The confidence interval straddles zero, the permutation p-value is 0.515 (a coin flip), and the point estimate sits in the dead centre of its own null distribution. There is no directional edge here to refine, tune, or re-weight.

We also report what the test could have seen. The minimum detectable IC at 80% power is 0.033, so this experiment rules out any directional edge larger than about 0.033 but cannot rule out a vanishingly small one (a caveat we return to in Section 11). The honest statement is not "direction is provably random," it is "any directional signal in these features is smaller than the noise floor of a very large, very clean test."

Left: out-of-sample IC by target, with direction targets near zero and the volatility target far above. Right: the observed 60-minute direction IC sitting in the centre of its permutation null.

Figure 1: (Left) Out-of-sample Spearman IC by prediction target. The four directional return targets are pinned to the zero line; the volatility and absolute-move targets stand far above the dashed noise floor. (Right) The observed 60-minute direction IC (+0.0077) falls in the middle of its 2,000-draw permutation null, the definition of no signal. Raw output of the diagnosis harness.

4. It is not the model's fault

If a tree cannot find direction, perhaps a different functional form can. We ran a linear model (ridge regression) and a neural network (a small multi-layer perceptron) on the identical target and folds:

ModelICDirectional accuracyAUC
LightGBM (deployed)+0.009250.79%0.5043
Ridge (linear)+0.020451.29%0.5109
MLP (neural net)−0.000350.48%0.5029

No learner separates from chance. The linear model is nominally the best, at an AUC of 0.511, which is itself telling: if anything were really there, you would not expect a plain ridge regression to edge out a tuned tree and a neural network. This rules out the model-limitation hypothesis. The flat line is an information problem, not an architecture problem.

5. No single feature carries direction either

Maybe the model is diluting one good feature among 105 bad ones. So we bypassed the model and computed the univariate rank correlation of every individual feature against the 60-minute forward return, then applied a Benjamini–Hochberg false-discovery-rate control at $q = 0.05$ to guard against the fact that testing 106 features will throw up false positives by chance alone.

0 of 106 features survive false-discovery control as individual predictors of direction. The single strongest feature reaches an absolute IC of just 0.029, below the 0.033 noise floor of the test.
Horizontal bar chart of the twelve strongest single features by absolute IC against the 60-minute forward return; none reaches the noise-floor line at 0.033.
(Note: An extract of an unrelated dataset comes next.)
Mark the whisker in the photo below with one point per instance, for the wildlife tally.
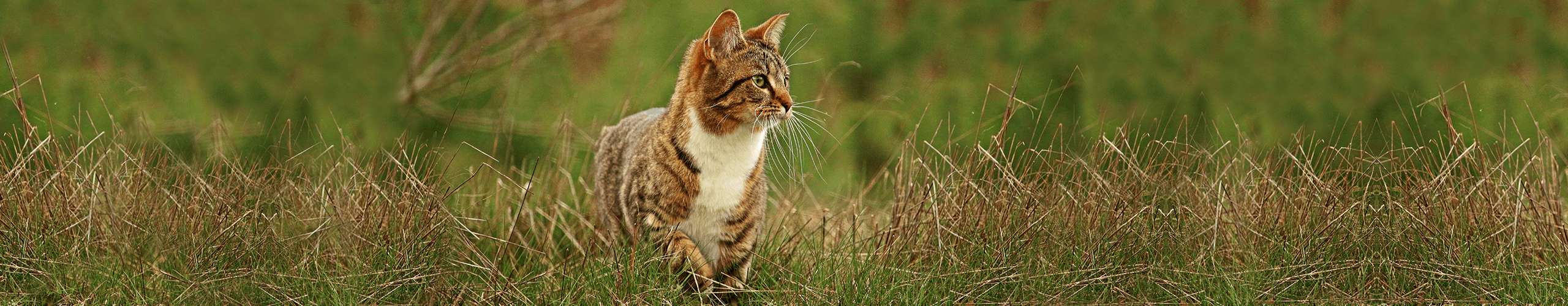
(804, 63)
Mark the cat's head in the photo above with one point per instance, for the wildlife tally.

Figure 2: The twelve strongest individual features, ranked by absolute univariate IC against the 60-minute forward return. Even the best, a US30/US500 spread and a 60-minute dollar-index return, fall short of the dashed noise floor, and none survive multiple-testing control.

It is worth noting which features came closest: a cross-index spread, a dollar-index return, a risk-on/risk-off ratio, a yield-curve slope. These are the cross-asset and macro features, not the price-path features. At this effect size it is a hint rather than a finding, but it is the only direction the data points in, and we use it in Section 10.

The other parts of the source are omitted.